Regulating all our desires

July 5, 2021 • 5 min

From Introduction to the Devout Life, page 202

Chapter XXXVII.

Desires.

Everyone knows that we are obliged to refrain from the desires of vicious things, since even the desire of evil is of itself criminal: but I tell you, moreover, Philothea, you must not be anxious about balls, plays, or such like diversions, nor covet honours and offices, nor yet visions and ecstasies, for there is a great deal of danger and deceit in such vanities.

Desire not that which is at a great distance, nor that which cannot happen for a long time, as many do, who by this means weary and distract their hearts unprofitably.

If a young man earnestly desires to be settled in some office before the proper time, what does all his anxiety avail him? If a married woman desires to be a nun, to what purpose? If I desire to buy my neighbour’s goods before he is willing to sell them, is it not loss of time to entertain such a desire? If, while sick, I desire to preach, to celebrate Mass, to visit others that are sick, and perform the exercises of those who are in health; are not all these desires vain, since it is out of my power to put them in execution?

Yet, in the meantime, these unprofitable desires occupy the place of the virtues of patience, resignation, mortification, obedience, and meekness under sufferings, which are what God would have me practise at that time.

I can by no means approve of persons desiring to amuse themselves in any other kind of life than that in which they are already engaged; nor in any exercises that are incompatible with their present conditions; for this distracts the heart, and makes it unfit for its necessary occupations.

If I desire to practise the solitude of a Carthusian, I lose my time; and this desire occupies the place of that, which I ought to have, of employing myself well in my present office; no, I would not that anyone should even desire to have a better wit or judgment than what he is already possessed of, for these desires answer no purpose, and only occupy the place of that which everyone ought to have, of cultivating the talents which he inherits from nature; nor would I have anyone desire those means to serve God which he has not, but rather diligently employ those which he has.

Now, this is to be understood only of desires which totally occupy the heart; for, as to simple wishes, if they be not too frequent, they do no harm whatsoever.

Do not desire crosses, except in proportion to the patience wherewith you have supported those which have been already sent you; for it is presumptuous to desire martyrdom, and not to have the courage to bear an injury.

The enemy often suggests a great desire of things that are absent, and which never shall come to pass, that so he may divert our mind from present objects, from which, however trivial they may be, we might obtain considerable profit to ourselves.

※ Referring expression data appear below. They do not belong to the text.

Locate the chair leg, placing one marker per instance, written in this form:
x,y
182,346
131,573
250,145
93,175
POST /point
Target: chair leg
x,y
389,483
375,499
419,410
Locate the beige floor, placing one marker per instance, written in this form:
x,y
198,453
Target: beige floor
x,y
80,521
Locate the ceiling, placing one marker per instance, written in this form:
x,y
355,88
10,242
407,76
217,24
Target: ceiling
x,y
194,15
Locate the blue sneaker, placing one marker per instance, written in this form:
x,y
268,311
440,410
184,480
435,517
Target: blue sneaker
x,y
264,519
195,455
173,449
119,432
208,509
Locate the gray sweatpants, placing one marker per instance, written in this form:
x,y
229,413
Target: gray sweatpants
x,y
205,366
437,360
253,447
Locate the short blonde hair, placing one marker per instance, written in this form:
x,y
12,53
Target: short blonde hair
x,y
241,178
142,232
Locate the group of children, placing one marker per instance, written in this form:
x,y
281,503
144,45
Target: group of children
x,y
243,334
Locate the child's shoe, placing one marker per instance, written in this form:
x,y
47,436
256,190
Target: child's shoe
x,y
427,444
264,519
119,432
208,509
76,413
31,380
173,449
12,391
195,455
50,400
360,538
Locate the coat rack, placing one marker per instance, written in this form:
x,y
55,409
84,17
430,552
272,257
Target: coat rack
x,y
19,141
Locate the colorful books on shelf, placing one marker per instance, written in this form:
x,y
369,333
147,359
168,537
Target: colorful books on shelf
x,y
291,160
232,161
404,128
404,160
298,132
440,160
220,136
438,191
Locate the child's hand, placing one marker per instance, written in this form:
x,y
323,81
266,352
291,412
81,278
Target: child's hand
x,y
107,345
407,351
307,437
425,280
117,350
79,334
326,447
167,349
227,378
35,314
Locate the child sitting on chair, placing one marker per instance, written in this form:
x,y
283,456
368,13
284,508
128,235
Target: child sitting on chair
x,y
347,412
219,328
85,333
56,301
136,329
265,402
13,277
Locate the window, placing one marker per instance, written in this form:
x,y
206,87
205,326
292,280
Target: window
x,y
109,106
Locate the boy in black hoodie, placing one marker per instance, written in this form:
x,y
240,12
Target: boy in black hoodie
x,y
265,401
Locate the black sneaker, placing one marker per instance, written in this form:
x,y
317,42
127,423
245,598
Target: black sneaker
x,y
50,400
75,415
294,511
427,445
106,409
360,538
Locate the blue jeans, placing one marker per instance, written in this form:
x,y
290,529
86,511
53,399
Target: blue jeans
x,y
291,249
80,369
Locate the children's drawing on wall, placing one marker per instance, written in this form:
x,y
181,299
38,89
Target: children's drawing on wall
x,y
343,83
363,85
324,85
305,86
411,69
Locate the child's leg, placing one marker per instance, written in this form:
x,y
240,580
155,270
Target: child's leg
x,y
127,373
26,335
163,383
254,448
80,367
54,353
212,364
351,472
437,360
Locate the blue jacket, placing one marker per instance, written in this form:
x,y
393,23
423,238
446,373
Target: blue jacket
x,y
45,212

We fight with the monsters in Africa in imagination, and ın the meantime, for want of attention, we suffer ourselves to be killed by some insignificant reptile that lies in our way.

Desire not temptations, for that would be rashness; but accustom your heart to expect them courageously, and to defend yourself against them when they come.

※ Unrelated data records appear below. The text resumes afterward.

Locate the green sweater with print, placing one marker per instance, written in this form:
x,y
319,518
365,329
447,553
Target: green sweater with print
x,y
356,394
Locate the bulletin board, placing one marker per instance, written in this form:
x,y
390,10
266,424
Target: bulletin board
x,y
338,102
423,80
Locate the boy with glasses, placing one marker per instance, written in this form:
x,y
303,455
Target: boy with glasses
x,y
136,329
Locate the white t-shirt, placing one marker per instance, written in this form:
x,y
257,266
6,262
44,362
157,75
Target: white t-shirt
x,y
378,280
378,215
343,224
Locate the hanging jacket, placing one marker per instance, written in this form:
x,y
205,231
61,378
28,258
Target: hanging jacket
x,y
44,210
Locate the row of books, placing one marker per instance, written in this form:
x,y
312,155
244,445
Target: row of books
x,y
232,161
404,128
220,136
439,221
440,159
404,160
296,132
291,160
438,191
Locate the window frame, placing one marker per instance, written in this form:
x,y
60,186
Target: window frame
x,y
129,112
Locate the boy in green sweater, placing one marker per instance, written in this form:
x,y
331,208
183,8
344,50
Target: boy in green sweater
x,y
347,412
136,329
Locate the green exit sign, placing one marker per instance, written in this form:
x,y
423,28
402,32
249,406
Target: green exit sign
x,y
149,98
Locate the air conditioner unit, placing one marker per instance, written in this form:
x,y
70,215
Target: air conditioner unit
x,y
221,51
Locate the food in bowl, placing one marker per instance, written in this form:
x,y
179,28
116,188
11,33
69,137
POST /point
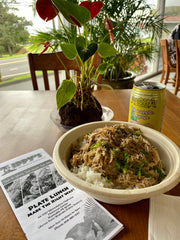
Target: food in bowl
x,y
117,156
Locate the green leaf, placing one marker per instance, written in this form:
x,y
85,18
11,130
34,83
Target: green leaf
x,y
69,50
102,67
106,50
65,93
81,14
85,53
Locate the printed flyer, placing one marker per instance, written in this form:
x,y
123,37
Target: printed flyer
x,y
48,207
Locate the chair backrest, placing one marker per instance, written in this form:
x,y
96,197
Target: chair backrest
x,y
165,52
51,62
177,44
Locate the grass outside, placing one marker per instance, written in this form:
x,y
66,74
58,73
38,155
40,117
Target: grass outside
x,y
17,55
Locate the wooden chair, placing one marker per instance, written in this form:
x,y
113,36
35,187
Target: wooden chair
x,y
177,83
167,66
49,62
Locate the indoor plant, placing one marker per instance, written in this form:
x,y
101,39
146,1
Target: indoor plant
x,y
136,29
75,101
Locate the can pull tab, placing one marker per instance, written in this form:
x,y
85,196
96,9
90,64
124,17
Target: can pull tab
x,y
149,85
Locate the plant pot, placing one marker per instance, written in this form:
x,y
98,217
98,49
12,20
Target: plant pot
x,y
121,83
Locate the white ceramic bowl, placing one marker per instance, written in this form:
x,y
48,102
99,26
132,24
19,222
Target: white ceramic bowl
x,y
168,151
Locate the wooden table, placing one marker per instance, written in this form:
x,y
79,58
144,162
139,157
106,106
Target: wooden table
x,y
25,125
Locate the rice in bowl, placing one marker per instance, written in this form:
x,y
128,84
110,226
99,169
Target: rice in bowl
x,y
117,156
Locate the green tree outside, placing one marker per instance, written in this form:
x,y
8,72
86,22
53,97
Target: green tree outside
x,y
13,30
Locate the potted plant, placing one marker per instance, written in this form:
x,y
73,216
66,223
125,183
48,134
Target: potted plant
x,y
75,101
130,19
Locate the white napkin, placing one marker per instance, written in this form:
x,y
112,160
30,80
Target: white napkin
x,y
164,218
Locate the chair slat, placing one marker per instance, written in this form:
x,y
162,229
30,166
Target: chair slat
x,y
50,62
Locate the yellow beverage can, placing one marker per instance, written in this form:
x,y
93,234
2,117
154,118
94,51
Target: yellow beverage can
x,y
147,103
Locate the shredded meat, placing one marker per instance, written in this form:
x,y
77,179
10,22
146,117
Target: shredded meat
x,y
122,155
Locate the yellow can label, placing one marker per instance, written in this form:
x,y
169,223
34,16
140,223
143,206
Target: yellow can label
x,y
147,107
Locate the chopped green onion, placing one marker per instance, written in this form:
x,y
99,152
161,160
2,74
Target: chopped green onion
x,y
160,173
145,152
98,144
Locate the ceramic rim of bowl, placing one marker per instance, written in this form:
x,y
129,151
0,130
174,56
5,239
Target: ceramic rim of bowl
x,y
161,187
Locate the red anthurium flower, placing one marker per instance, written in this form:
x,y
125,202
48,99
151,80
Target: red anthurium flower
x,y
46,46
108,24
93,7
75,21
111,37
46,10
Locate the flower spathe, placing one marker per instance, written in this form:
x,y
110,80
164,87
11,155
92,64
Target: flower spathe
x,y
93,7
83,48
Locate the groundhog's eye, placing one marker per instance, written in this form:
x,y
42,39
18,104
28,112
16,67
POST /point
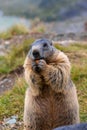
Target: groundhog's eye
x,y
45,45
51,43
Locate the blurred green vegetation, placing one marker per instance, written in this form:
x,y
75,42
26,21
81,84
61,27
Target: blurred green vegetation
x,y
17,29
12,102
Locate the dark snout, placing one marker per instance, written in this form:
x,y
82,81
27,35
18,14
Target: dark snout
x,y
36,54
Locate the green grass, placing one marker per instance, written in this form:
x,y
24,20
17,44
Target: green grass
x,y
17,29
12,102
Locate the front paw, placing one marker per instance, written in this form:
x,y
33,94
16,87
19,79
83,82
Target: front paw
x,y
39,65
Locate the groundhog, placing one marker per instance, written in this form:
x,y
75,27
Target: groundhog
x,y
51,99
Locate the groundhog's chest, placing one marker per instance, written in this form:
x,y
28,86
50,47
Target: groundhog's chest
x,y
51,105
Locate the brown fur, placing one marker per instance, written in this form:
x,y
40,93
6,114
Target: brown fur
x,y
51,98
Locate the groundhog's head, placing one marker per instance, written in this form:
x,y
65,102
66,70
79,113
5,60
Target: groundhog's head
x,y
41,49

A variety of food, taken in any considerable quantity, overloads the stomach, and if it is weak destroys it: overcharge not then your soul, neither with a multitude of worldly desires, which may end in your ruin, nor even with such as are spiritual, as they are apt to beget distractions.

When the purified soul finds herself freed from bad inclinations she feels a craving after spiritual things, and as one famished she longs for a variety of exercises of piety, mortification, penance, humility, charity, and prayer. Philothea, it is a good sign of health to have a keen appetite; but you must consider whether you can digest all that you would eat.

Amongst so many desires, choose, then, by the advice of your spiritual director, such as you may execute at present, and turn them to the best advantage afterwards; God will send you others, which you must also practise in their proper season, and thus you will never lose your time in unprofitable desires, but bring them all forth in good order; but as to those that cannot be immediately executed, they should be locked up in some corner of the heart till their time comes.

This advice I not only give to spiritual persons, but also to those in the world; for without attending to it, there would be no living without anxiety and confusion.